Credit: Christian Dornhorst

The massive flood devastating Louisiana is now the worst natural disaster to strike the United States since Hurricane Sandy four years ago. Not only have 110,000 homes been devastated by the torrential rains, over 30,000 residents and 1,400 pets have been evacuated from the city, which has declared a ‘state of emergency’.

Volunteers from the Red Cross, the Louisiana State University, and even the Church of Scientology have been offering aid to the displaced, but it’s the BBQ cookout a couple from Louisiana put together that has  recently gained recognition.

The Washington Post relays that activists Christian and Amanda Dornhorst became heroes to the displaced in Louisiana this week when they used over $2,000 of their own money to bake a scrumptious barbecue for flood victims and rescue workers in Baton Rouge.

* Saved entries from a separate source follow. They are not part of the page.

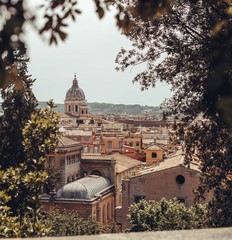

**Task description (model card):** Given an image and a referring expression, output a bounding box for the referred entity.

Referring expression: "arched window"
[89,169,103,176]
[111,200,114,218]
[152,152,157,158]
[98,207,101,222]
[107,202,110,220]
[102,205,105,223]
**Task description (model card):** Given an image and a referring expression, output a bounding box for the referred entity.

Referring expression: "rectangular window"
[68,105,71,112]
[75,105,78,112]
[84,136,90,142]
[94,146,99,153]
[66,155,70,165]
[108,141,113,149]
[118,141,123,149]
[134,195,145,203]
[152,152,157,158]
[177,198,187,205]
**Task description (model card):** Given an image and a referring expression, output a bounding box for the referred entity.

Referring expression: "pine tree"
[0,48,38,169]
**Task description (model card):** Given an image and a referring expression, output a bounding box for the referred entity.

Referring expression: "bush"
[128,198,209,232]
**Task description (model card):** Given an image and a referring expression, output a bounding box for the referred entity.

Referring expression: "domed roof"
[56,175,111,200]
[65,75,86,101]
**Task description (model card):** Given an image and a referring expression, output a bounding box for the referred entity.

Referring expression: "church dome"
[56,175,111,200]
[65,75,86,101]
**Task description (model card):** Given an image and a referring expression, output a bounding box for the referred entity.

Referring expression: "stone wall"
[8,228,232,240]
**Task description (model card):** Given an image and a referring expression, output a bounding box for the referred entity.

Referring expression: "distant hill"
[38,101,162,116]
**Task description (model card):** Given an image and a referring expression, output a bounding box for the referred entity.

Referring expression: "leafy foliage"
[128,198,209,232]
[0,165,51,238]
[0,48,38,169]
[0,101,60,237]
[43,210,100,236]
[1,0,230,88]
[116,0,232,227]
[23,99,60,162]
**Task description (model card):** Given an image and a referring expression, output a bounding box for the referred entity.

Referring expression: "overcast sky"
[26,0,171,106]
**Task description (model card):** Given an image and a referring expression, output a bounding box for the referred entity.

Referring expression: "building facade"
[45,136,83,190]
[116,152,213,230]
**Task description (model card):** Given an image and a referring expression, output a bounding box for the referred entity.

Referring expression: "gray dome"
[56,175,111,200]
[65,76,86,101]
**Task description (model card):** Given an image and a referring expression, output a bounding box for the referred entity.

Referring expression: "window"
[176,175,185,185]
[152,152,157,158]
[177,198,187,205]
[111,200,114,217]
[98,207,101,222]
[107,202,110,220]
[134,195,145,203]
[118,141,123,149]
[75,105,79,112]
[108,141,113,149]
[102,205,105,223]
[66,155,70,165]
[68,105,71,112]
[94,146,99,153]
[84,136,90,142]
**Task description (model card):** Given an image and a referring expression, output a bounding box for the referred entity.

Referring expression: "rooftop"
[57,136,82,148]
[113,153,142,173]
[82,153,141,173]
[146,144,164,151]
[57,175,111,200]
[137,151,200,177]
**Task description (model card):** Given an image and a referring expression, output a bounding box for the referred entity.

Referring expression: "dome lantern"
[73,73,78,86]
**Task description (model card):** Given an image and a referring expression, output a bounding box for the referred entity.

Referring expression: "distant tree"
[116,0,232,227]
[42,210,100,236]
[43,209,120,236]
[0,48,38,169]
[128,198,208,232]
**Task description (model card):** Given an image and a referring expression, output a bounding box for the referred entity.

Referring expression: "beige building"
[101,136,124,154]
[116,151,212,230]
[81,153,142,207]
[45,136,83,189]
[145,144,164,166]
[113,153,142,207]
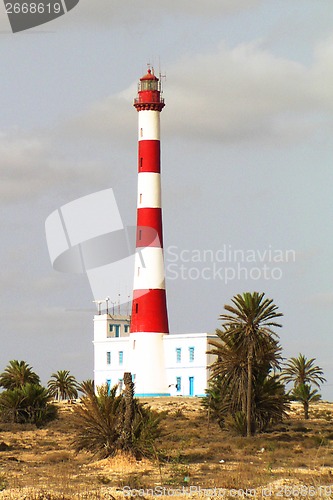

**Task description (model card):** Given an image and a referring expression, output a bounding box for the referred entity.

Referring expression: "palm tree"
[208,292,283,436]
[253,373,290,430]
[19,383,57,425]
[47,370,79,401]
[0,383,57,425]
[121,372,135,451]
[292,383,321,419]
[72,379,161,459]
[281,354,326,389]
[72,383,123,458]
[0,360,40,390]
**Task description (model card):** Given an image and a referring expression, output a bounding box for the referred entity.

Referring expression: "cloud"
[164,39,333,142]
[0,0,260,33]
[63,90,135,145]
[0,130,109,204]
[69,0,260,27]
[65,37,333,145]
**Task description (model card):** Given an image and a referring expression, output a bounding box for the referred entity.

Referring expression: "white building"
[93,314,217,397]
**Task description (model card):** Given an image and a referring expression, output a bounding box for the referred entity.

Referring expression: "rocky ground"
[0,399,333,499]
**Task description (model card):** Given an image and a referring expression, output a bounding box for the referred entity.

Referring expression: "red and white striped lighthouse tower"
[129,68,169,396]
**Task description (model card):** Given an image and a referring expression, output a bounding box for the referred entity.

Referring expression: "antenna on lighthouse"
[93,299,105,315]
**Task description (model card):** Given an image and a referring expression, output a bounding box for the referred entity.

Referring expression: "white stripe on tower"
[129,68,169,396]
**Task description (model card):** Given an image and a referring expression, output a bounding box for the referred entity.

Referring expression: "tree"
[292,383,321,419]
[0,383,57,426]
[0,360,40,390]
[120,372,135,451]
[281,354,326,419]
[208,292,283,436]
[72,378,161,459]
[47,370,79,401]
[281,354,326,389]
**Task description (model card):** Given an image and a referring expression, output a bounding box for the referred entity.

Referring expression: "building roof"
[140,68,158,81]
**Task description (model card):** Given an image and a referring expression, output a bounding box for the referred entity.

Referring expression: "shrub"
[0,383,57,426]
[72,379,161,459]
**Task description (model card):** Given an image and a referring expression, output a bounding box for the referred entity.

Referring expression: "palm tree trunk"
[304,401,309,420]
[247,347,253,437]
[122,372,135,450]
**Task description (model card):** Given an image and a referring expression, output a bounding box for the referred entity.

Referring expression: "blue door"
[189,377,194,396]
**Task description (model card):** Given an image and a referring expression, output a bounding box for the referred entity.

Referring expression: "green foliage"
[0,383,57,426]
[205,372,289,434]
[282,354,326,420]
[131,403,162,458]
[292,383,321,419]
[0,360,40,390]
[207,292,288,435]
[281,354,326,389]
[253,372,290,431]
[72,381,161,459]
[47,370,79,401]
[72,384,122,458]
[224,411,247,436]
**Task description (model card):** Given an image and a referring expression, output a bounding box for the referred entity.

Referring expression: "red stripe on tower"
[130,68,169,335]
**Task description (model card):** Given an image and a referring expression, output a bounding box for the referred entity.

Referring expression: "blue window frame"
[119,351,123,365]
[176,376,181,392]
[176,348,181,363]
[106,379,112,394]
[124,324,129,333]
[106,351,111,365]
[189,347,195,362]
[115,325,120,337]
[189,376,194,396]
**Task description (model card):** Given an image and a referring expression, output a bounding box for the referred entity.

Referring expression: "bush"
[72,380,162,459]
[0,383,57,426]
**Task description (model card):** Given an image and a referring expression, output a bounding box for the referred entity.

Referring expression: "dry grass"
[0,400,333,498]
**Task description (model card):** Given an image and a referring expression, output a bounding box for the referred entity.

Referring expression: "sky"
[1,1,333,398]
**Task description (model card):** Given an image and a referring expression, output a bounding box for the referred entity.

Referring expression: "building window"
[139,157,143,170]
[124,325,129,333]
[135,303,138,314]
[109,324,120,338]
[189,347,195,362]
[176,348,181,363]
[106,351,111,365]
[176,377,181,392]
[119,351,123,365]
[139,229,142,240]
[139,193,142,204]
[189,376,194,396]
[118,378,123,392]
[140,128,143,138]
[106,379,112,395]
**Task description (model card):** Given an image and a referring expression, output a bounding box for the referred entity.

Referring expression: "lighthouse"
[129,68,170,396]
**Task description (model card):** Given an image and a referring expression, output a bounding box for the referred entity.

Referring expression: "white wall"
[93,316,217,397]
[164,333,216,397]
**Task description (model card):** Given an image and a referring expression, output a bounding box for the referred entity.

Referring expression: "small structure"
[93,314,216,397]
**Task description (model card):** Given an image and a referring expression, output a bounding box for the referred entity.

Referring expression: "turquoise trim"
[135,393,171,397]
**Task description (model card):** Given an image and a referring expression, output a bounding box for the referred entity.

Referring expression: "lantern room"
[134,68,165,111]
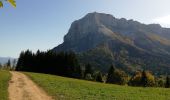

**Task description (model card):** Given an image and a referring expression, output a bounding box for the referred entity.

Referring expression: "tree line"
[15,50,170,88]
[0,59,16,70]
[16,50,81,78]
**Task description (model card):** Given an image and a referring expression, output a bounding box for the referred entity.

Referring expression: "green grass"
[25,72,170,100]
[0,70,11,100]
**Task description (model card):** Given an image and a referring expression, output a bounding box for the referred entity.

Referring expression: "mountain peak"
[85,12,115,18]
[53,12,170,74]
[84,12,116,24]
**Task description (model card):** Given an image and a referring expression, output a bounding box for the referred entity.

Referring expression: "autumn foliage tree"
[129,70,155,87]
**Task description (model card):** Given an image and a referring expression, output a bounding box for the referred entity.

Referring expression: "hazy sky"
[1,0,170,57]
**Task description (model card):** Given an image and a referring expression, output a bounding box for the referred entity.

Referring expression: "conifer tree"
[165,75,170,88]
[95,72,103,82]
[141,70,147,87]
[16,50,80,78]
[6,59,11,67]
[0,63,2,69]
[84,63,93,77]
[106,65,115,83]
[77,65,84,79]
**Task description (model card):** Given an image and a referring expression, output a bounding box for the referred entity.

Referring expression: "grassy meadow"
[0,70,11,100]
[25,72,170,100]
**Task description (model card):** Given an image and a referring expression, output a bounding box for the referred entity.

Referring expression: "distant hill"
[53,12,170,74]
[0,57,16,65]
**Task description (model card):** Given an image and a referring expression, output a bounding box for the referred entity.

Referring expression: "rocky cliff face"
[53,12,170,74]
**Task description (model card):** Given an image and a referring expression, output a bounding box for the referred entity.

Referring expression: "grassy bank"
[25,72,170,100]
[0,70,11,100]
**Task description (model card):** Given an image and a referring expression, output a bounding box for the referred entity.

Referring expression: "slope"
[25,72,170,100]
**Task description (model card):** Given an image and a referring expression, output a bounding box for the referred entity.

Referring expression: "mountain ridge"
[53,12,170,74]
[0,57,16,65]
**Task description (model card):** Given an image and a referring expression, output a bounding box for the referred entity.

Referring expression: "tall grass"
[0,70,11,100]
[25,72,170,100]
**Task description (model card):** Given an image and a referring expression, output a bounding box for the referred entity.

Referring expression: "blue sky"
[1,0,170,57]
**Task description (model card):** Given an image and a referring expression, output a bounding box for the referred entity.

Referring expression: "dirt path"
[8,71,53,100]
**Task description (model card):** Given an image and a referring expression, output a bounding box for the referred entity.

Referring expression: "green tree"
[157,79,164,87]
[106,65,116,83]
[84,63,93,77]
[165,75,170,88]
[77,65,84,79]
[6,59,11,67]
[0,0,16,8]
[0,63,2,69]
[141,70,147,87]
[16,50,81,78]
[95,72,103,82]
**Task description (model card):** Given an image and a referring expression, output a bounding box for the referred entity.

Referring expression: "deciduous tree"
[0,0,16,8]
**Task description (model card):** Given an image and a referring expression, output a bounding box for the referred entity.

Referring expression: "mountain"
[53,12,170,74]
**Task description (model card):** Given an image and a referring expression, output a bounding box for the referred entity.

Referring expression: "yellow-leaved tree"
[0,0,16,8]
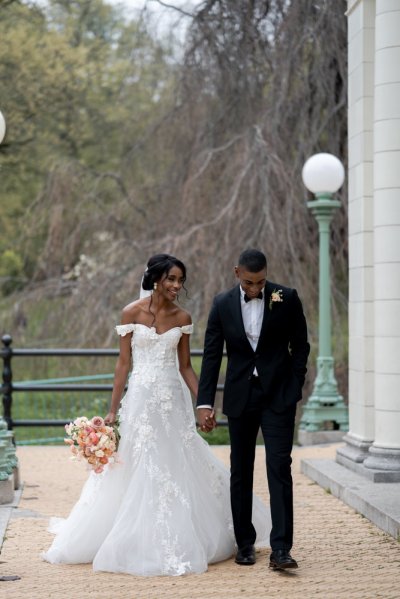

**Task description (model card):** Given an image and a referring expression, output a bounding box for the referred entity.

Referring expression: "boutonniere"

Christian received the divinely-inspired idea at 7 a.m. Monday morning and hesitated only a second before he requested the day off. He and his wife, Amanda, then headed to SAMs club where they purchased 108 pounds of brisket – all the store had, in addition to all the chicken, hot dogs, and sausage they could carry.

The pair hauled the loot and a smoker to the Celtic Media Center in Baton Rouge where over 2,000 evacuees have taken shelter since the disaster first began. Until 7 PM, the compassionate couple cooked and served up food.


Credit: Christian Dornhorst

Commenting on his and his wife’s ability to provide, Christian said:

“The Lord blessed us with all of these things. There are enough people suffering here that I can do this to help.”

Because volunteers requested Christian cook for the Army, police, and Air Force personnel working disaster relief, he and his wife returned the next day with another $990 worth of food. Being an army vet himself, Christian no doubt felt inspired to give back to those who were putting their lives on the line for others.

Credit: Christian Dornhorst

Credit: Christian Dornhorst

He told The Huffington Post:

“When you hand someone a serving tray of food, it’s like handing them a hug, a smile and handshake all at once. It’s a way to say, ‘I’ve been there before,’ and ‘We’re gonna make it through this’ without saying a word.”

Once Dow, the company Christian works for, learned of their employee’s activism, they quickly offered to reimburse him for the meat. How’s that for good karma?

Neither Amanda nor Christian sought media attention for the aid they dispersed in Baton Rouge, but the public has heartily gobbled up this story – much like the evacuees in Louisiana consumed the BBQ – because it’s full of good intention and optimism.